Où il est question d’une danseuse indienne, d’un fantôme et du Vizir qui converse avec sa compagne défunte croyant la reconnaître partout, mais cela Schéhérazade l’ignore. En fait, Schéhérazade s’ennuie avec son tyran sanguinaire à qui elle doit raconter chaque nuit des histoires pour survivre et — cela devait arriver —, elle doute de son pouvoir de conteuse… Elle rêve d’ailleurs, de fleurs odorantes, de mer, de fonds marins, de bateaux et de trésors engloutis, de pêche et de brigands…

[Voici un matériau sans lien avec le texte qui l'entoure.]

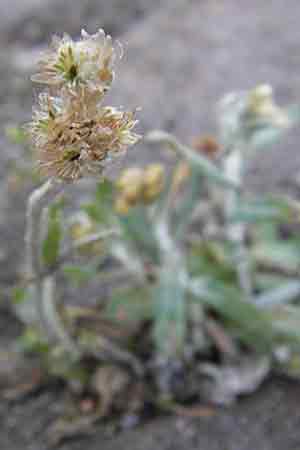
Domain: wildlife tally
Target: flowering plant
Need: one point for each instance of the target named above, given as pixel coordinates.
(188, 251)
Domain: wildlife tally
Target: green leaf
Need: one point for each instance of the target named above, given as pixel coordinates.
(51, 244)
(212, 259)
(189, 202)
(201, 164)
(262, 210)
(138, 229)
(246, 321)
(19, 295)
(100, 210)
(79, 275)
(132, 304)
(170, 315)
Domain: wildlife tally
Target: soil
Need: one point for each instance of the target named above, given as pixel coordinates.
(181, 57)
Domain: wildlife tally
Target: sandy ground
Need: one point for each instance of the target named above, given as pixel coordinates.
(181, 57)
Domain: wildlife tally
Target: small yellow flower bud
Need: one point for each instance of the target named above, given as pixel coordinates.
(180, 176)
(261, 105)
(122, 206)
(80, 228)
(130, 184)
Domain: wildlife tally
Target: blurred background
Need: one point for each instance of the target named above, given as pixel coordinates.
(181, 56)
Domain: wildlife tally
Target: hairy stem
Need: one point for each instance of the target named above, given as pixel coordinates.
(236, 231)
(41, 292)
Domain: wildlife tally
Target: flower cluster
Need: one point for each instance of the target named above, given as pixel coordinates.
(72, 132)
(137, 185)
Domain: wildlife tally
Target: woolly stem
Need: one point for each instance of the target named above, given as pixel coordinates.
(43, 291)
(236, 231)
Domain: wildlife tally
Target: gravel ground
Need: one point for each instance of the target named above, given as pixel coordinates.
(181, 57)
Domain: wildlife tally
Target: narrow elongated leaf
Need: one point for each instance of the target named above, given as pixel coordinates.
(51, 244)
(132, 304)
(169, 313)
(199, 162)
(249, 323)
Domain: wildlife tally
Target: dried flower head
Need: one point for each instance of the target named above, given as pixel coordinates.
(262, 108)
(88, 61)
(72, 139)
(206, 145)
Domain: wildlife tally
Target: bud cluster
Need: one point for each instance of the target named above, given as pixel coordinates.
(139, 186)
(72, 132)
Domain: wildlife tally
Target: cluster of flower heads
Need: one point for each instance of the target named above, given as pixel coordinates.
(72, 132)
(139, 186)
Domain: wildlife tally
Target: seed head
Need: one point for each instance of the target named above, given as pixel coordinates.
(88, 61)
(72, 139)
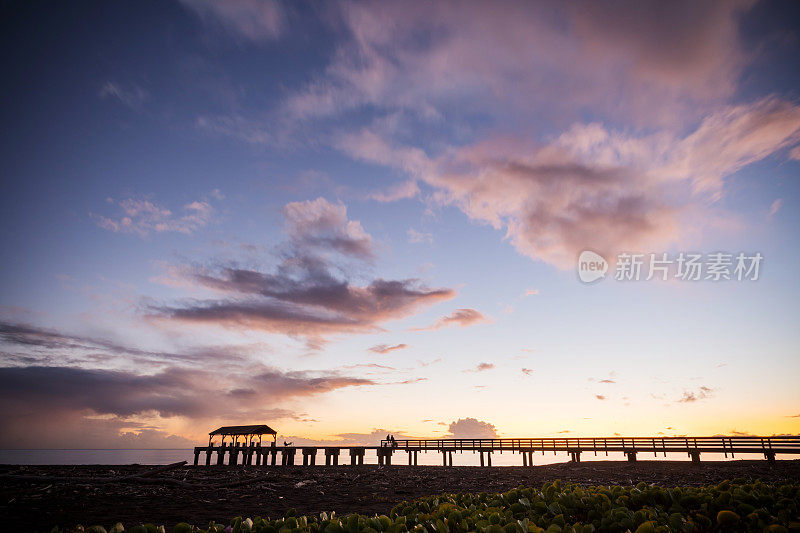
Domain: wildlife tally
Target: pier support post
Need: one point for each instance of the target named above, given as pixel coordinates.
(331, 456)
(250, 451)
(356, 456)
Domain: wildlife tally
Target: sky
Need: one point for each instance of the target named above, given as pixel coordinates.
(344, 219)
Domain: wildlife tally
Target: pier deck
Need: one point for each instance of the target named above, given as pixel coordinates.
(251, 453)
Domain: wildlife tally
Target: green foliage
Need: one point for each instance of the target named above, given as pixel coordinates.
(552, 508)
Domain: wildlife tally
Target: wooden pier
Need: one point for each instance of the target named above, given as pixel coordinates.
(250, 452)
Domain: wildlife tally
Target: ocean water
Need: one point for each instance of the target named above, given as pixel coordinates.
(95, 457)
(160, 457)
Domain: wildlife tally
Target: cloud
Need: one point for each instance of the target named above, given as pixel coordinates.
(401, 191)
(465, 428)
(482, 367)
(308, 295)
(255, 20)
(418, 237)
(775, 207)
(132, 96)
(700, 394)
(596, 188)
(433, 60)
(31, 344)
(47, 406)
(323, 225)
(460, 317)
(387, 348)
(303, 300)
(143, 217)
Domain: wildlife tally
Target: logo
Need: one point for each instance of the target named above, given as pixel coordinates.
(591, 266)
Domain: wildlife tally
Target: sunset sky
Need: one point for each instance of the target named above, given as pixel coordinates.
(344, 219)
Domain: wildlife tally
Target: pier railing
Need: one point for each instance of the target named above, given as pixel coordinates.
(628, 445)
(252, 453)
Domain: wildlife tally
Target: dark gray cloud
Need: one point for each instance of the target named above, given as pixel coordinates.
(38, 403)
(303, 299)
(309, 294)
(35, 345)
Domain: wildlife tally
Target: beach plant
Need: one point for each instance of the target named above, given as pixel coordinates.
(552, 508)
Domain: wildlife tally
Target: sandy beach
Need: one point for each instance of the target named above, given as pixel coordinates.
(201, 494)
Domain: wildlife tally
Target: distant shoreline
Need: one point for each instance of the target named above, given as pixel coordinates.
(271, 491)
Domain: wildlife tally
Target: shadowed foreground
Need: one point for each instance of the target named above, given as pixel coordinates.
(201, 494)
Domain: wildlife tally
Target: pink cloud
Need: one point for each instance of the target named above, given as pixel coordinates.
(460, 317)
(529, 54)
(482, 367)
(143, 217)
(322, 224)
(383, 349)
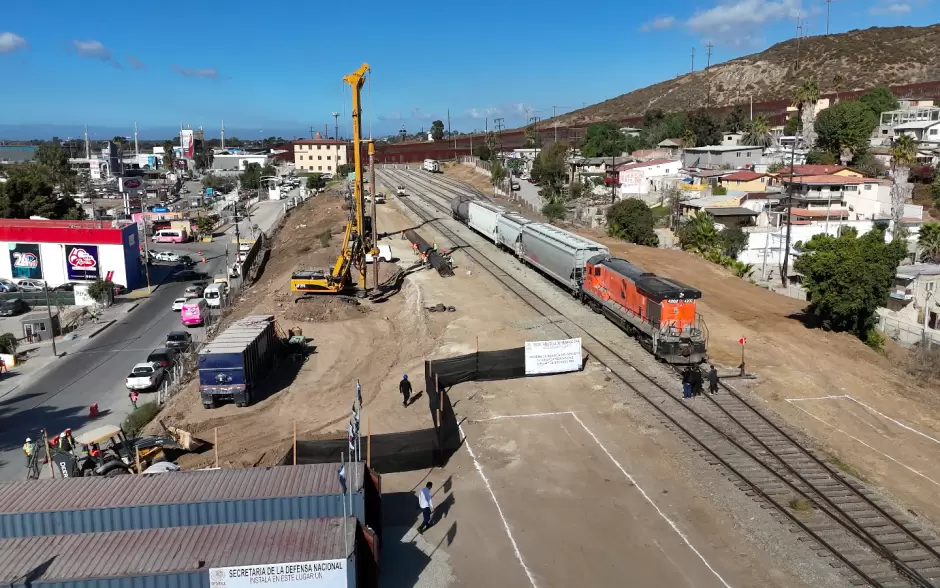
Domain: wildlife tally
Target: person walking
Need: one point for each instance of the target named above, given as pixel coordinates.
(405, 388)
(712, 380)
(687, 383)
(427, 507)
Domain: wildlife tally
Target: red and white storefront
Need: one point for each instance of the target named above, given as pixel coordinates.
(71, 251)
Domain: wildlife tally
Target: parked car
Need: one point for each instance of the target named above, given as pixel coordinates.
(13, 307)
(30, 285)
(194, 291)
(167, 256)
(179, 340)
(162, 356)
(145, 376)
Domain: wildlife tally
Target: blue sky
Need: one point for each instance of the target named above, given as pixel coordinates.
(276, 69)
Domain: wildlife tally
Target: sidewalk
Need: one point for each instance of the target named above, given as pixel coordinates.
(40, 354)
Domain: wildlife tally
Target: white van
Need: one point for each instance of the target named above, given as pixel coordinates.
(215, 294)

« Comment c’était de l’autre côté du monde ? » demande l’enfant. En fait, c’est une ville à l’envers dans une moitié d’image, un autre monde la tête en bas… Qui sait si l’escapade de Schéhérazade, en quête d’enchantement, lui apportera l’inspiration pour de nouveaux récits. En chemin, elle croise des marchands et achète leur marchandise en montrant ses bagues précieuses, puis un homme aux deux cents enfants lui déclare son désir. Mais sur fond de nostalgie de la samba, elle dit adieu au parfait reproducteur, le laissant avec ses enfants : « Va procréer avec d’autres, fils du soleil ! » lui lance-t-elle alors qu’une bagarre éclate.

Elle peine à se débarrasser d’un génie du vent qui la tourmente, trouve la fameuse lampe magique d’Aladin et la balance dans la mer. « Eh, c’est pas une poubelle ! » crie un baigneur. L’escapade est alors interrompue par un message de son père le Vizir qui lui donne rendez-vous dans la grande roue. Et là se pose la question de comment naissent les histoires.

« Ô roi bienheureux, quarante ans après la Révolution des Œillets, dans les anciens bidonvilles de Lisbonne, il y avait une communauté d’hommes ensorcelés qui se dédiaient, avec passion et vigueur, à apprendre à chanter à leurs oiseaux… »

Et là commence la très longue histoire des pinsonneurs et des pinsons captifs. «  Les types [explique le réalisateur] qui élèvent des pinsons dans les bidonvilles de la périphérie de Lisbonne et les entraînent pour des concours de chant [sont] des personnages très rock’n’roll, avec qui nous avons mené près de cent cinquante heures d’interviews et qui me donnaient l’impression d’être dans un film de John Carpenter. Ils me faisaient entrer dans un monde codé, secret et clandestin, puisque leur pratique est illégale. Ces personnages m’évoquent le rock de Springsteen et les livres de Borges. Ils vivent en marge de la société, personne ne sait qu’ils existent. » On peut dire qu’ils rejoignent en cela le personnage de sans tripes du deuxième volume.

Trop long ? Peut-être. La fascination de Miguel Gomes, pétri d’idées visuelles et narratives, semble vouloir laisser vagabonder le film au gré des rencontres, des situations et des personnages… Tout comme dans les Mille et une nuits. Il a capté le processus des Nuits et construit lui-même une vaste fable sur la crise sociale et les remèdes technocrates et drastiques des
« hommes qui bandent » : c’est-à-dire l’austérité.

Les Mille et une nuits, ce sont des aller-retours entre la réalité la plus crue et l’imagination la plus foutraque. La Schéhérazade de Miguel Gomes serait à la fois conteuse, observatrice et rebelle. L’Inquiet, Le Désolé, L’Enchanté… Trois films, trois volumes de l’histoire d’un peuple mécontent, qui n’a pas oublié la lutte et la révolution après quarante ans.

Les Mille et une nuits : l’Inquiet est actuellement sur les écrans, le second volume, le Désolé, sort le 29 juillet, et enfin, l’Enchanté, troisième volume, le 26 août.